The case alleges "as of December 31, 2008, Defendant Minnesota Department of Health had stored 819,282 dried blood spot baby samples; had stored 1,567,133 records of the results of newborn genetic screening; and had used 52,519 dried blood spot samples for research."

Our notions of privacy are changing all the time. There is certainly much that is generational and cultural. But if kids today are born to ready-made social networking profiles and their DNA on file, it seems like expectations for some kinds of privacy will be almost nonexistent.

Unborn Have Their Own Social Networking Page [Ubergizmo]
Parents sue state over babies' DNA [World Net Daily]

Tuesday, March 3, 2009

The Threads of Nudism

One path we've gone down in exploring privacy is the practice of nudism, and the abdication of the physical privacy provided by clothes. In talking to various nudists in New York, we're discovering divisions within the group.

There are the naturalists vs. the nudists. This is a matter of semantics. While some use the terms interchangeably, others feel very strongly about one term or the other. One of our interviewees insists on being called a nudist, because he "hates nature."

There are the nudists vs. the swingers. Much of the media attention received by nudist resorts tends toward the salacious, such as this recent BlackBook Magazine piece by Greg Boose: Hedonism II: The Cave is for Blowjobs. Boose writes:
Nudist resorts, in hopes of lifting up sagging tourism numbers, want to bring back the orgies. But when Claire told me that Hedonism II was one of the resorts we’d be touring in Jamaica while she researched the greening efforts of hotels on the island for an airline’s glossy, I wasn’t really expecting orgies.

But he does find orgies at this particular nudist resort, because in fact, it is a swingers' resort. "Pure" nudists become extremely distressed by the conflation of the two. Nudists celebrate and embrace nudity as non-sexual. The code word for a nudist resort, as opposed to a swinger's nudist resort, is "family friendly."

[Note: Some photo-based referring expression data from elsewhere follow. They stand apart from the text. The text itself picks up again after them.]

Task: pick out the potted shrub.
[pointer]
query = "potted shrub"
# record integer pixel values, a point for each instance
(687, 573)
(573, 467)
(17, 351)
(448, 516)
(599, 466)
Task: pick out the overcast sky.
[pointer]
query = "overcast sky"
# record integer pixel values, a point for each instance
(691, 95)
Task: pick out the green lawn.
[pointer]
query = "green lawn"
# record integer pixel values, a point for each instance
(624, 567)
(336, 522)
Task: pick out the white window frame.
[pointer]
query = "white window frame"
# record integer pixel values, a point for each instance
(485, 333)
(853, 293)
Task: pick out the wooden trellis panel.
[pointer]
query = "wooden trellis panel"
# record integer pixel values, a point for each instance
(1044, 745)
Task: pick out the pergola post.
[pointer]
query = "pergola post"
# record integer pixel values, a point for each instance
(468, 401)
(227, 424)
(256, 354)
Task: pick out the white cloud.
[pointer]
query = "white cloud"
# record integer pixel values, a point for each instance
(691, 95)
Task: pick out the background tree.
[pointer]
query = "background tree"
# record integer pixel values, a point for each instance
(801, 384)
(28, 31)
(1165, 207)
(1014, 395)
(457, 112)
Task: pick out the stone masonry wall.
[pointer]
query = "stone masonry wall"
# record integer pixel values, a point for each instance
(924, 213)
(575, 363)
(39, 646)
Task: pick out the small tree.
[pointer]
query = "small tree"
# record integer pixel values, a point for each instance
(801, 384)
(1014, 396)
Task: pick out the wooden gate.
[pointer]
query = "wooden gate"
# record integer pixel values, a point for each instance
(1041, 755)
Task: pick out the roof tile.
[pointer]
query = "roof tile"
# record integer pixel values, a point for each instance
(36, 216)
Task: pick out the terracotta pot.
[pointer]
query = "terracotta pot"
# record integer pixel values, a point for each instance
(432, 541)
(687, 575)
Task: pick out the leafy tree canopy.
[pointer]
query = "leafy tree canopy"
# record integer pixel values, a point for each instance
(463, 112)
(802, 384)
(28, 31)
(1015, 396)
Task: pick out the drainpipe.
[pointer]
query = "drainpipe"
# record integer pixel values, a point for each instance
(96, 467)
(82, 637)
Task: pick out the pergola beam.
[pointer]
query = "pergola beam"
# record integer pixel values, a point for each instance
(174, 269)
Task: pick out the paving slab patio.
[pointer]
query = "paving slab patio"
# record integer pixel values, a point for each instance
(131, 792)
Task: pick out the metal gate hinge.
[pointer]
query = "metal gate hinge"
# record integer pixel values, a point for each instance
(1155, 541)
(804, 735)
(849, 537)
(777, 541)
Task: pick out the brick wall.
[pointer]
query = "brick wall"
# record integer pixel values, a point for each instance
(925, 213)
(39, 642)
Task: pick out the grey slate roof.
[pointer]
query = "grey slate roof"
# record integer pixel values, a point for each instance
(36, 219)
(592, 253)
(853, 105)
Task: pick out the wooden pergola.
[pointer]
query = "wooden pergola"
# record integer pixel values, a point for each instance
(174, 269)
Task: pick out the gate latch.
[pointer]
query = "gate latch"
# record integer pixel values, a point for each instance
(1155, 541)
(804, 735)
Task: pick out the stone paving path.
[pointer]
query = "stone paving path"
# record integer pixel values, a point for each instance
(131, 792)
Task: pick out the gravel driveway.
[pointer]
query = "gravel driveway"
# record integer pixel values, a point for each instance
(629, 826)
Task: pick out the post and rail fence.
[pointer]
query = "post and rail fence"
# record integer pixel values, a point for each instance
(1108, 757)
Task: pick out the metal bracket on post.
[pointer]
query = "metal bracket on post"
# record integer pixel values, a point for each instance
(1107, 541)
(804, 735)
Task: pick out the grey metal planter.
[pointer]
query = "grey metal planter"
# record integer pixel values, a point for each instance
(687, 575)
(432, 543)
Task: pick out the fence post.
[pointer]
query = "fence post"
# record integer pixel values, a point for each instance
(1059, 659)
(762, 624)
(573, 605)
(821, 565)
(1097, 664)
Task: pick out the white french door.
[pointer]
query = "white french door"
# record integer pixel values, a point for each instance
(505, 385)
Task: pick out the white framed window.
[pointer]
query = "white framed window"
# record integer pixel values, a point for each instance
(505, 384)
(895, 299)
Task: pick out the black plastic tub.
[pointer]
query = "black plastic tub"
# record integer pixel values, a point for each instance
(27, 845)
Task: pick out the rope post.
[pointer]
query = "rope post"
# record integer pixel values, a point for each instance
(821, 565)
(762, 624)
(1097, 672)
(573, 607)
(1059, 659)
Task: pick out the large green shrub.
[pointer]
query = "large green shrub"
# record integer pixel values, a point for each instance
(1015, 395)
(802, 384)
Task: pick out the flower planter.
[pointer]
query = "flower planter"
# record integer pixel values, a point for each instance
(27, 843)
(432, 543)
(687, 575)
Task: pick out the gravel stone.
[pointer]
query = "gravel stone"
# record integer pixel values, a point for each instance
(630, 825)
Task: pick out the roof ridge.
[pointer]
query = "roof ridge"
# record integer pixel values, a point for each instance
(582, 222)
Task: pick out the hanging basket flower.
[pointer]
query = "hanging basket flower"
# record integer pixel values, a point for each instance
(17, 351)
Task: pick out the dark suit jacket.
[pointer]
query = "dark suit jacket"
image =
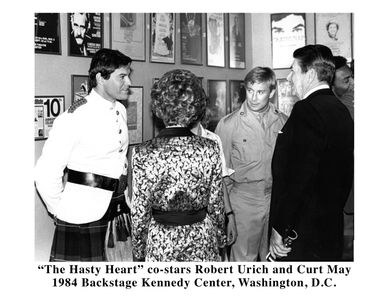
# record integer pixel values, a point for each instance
(312, 168)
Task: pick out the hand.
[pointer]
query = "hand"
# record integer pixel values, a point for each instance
(277, 247)
(232, 233)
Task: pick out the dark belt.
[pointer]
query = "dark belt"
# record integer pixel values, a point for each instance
(179, 218)
(93, 180)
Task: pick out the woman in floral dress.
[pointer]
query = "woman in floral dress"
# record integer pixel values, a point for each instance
(177, 208)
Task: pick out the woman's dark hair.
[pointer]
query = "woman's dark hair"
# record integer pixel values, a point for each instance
(178, 98)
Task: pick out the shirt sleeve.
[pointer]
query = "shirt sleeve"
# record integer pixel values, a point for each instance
(216, 202)
(55, 156)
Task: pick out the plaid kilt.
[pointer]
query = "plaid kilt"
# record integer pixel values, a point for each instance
(79, 242)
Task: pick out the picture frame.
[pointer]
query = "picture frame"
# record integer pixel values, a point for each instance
(286, 96)
(134, 109)
(85, 33)
(162, 37)
(215, 40)
(79, 87)
(191, 38)
(218, 103)
(334, 30)
(236, 41)
(237, 94)
(47, 108)
(48, 33)
(128, 34)
(288, 32)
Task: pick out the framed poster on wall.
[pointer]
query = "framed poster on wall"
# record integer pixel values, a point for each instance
(47, 108)
(85, 34)
(237, 94)
(135, 115)
(163, 32)
(286, 96)
(236, 41)
(215, 40)
(47, 33)
(288, 34)
(191, 38)
(334, 31)
(218, 103)
(128, 34)
(79, 87)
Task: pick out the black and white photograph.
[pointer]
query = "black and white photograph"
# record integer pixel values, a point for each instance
(191, 38)
(334, 31)
(215, 40)
(163, 42)
(128, 34)
(47, 33)
(288, 33)
(218, 102)
(85, 33)
(237, 41)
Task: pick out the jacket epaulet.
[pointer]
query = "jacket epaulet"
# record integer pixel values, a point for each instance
(77, 104)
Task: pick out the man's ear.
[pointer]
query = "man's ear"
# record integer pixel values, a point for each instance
(99, 79)
(272, 93)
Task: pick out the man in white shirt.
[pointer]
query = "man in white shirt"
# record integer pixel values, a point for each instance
(90, 139)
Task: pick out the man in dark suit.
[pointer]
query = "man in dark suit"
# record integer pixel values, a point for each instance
(312, 165)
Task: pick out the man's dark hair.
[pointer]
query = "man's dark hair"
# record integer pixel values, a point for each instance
(317, 57)
(105, 62)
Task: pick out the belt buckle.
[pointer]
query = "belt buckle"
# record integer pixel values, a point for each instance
(115, 185)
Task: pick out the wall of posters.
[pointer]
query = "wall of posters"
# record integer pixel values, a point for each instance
(217, 103)
(163, 37)
(286, 95)
(85, 33)
(288, 34)
(334, 31)
(135, 115)
(237, 94)
(237, 42)
(47, 108)
(47, 33)
(191, 39)
(215, 40)
(128, 34)
(79, 87)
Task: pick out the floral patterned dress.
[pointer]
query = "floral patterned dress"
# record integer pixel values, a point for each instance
(177, 171)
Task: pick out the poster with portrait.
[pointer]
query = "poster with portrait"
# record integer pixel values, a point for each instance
(215, 40)
(47, 108)
(135, 115)
(191, 38)
(79, 87)
(128, 34)
(217, 102)
(237, 42)
(163, 32)
(286, 96)
(288, 33)
(334, 31)
(85, 34)
(47, 33)
(237, 94)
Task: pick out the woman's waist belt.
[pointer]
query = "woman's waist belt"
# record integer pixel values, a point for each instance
(179, 218)
(93, 180)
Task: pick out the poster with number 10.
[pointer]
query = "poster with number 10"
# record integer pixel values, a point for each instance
(47, 108)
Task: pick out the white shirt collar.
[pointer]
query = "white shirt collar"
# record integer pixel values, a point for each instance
(319, 87)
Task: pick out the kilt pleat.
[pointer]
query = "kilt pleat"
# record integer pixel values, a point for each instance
(79, 242)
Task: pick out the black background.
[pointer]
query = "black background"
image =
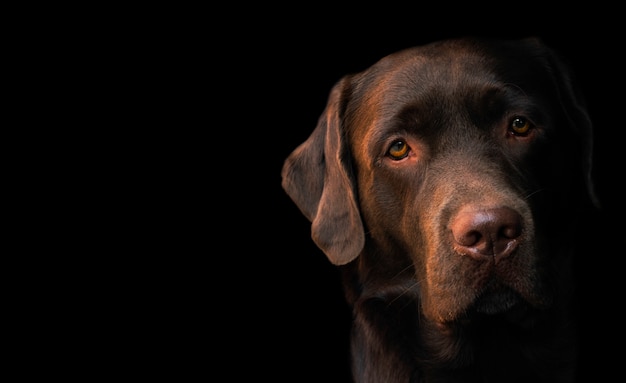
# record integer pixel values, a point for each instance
(257, 300)
(300, 324)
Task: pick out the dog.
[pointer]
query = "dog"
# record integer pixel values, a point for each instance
(449, 182)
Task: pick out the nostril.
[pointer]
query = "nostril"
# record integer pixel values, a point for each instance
(492, 231)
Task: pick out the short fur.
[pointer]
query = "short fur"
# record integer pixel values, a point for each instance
(447, 181)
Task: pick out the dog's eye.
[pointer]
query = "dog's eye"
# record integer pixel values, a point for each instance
(520, 126)
(398, 150)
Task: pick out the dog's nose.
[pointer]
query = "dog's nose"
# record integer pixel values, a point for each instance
(491, 232)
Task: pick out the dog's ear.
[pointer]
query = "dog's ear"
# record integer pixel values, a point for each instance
(575, 110)
(318, 178)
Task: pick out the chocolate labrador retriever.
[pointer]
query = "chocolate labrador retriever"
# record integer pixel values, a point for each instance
(448, 181)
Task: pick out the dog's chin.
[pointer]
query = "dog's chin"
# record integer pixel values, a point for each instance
(496, 301)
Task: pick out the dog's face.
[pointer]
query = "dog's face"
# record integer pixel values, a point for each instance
(456, 166)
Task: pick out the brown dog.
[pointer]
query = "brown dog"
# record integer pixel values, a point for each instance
(446, 180)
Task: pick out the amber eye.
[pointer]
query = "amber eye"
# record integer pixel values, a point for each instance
(398, 150)
(520, 126)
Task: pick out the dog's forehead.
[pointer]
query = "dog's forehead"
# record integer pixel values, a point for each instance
(444, 69)
(447, 75)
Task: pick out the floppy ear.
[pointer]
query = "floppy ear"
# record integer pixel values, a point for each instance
(317, 176)
(575, 110)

There are the at-home nudists vs. community nudists. Some nudists want to be naked all the time, and would prefer to conduct daily activities in the buff. These are the type that shed their clothes wherever and whenever they can, and as soon as they get home. However, others only like being nude in groups, and sharing the experience with others. I've interviewed one couple that bridge this divide. The wife enjoys nudist resorts and activities but prefers being clothed at home. Her husbands prefers to be nude as often as possible, including during the course of our interview.

For the community nudist wife, nudism is linked to feminism. She enjoys not being judged on her clothes, or her body parts. "I've never had so many people maintain eye contact with me, as opposed to checking out my body, as at nudist resorts," she said. This, of course, would not be the case at a swinger's resort.

There are other "threads" I am still exploring: the exhibitionists, the narcissists, the individualists, the religious nudists, the thrill-seekers... Who would expect to find that nudists have so many threads?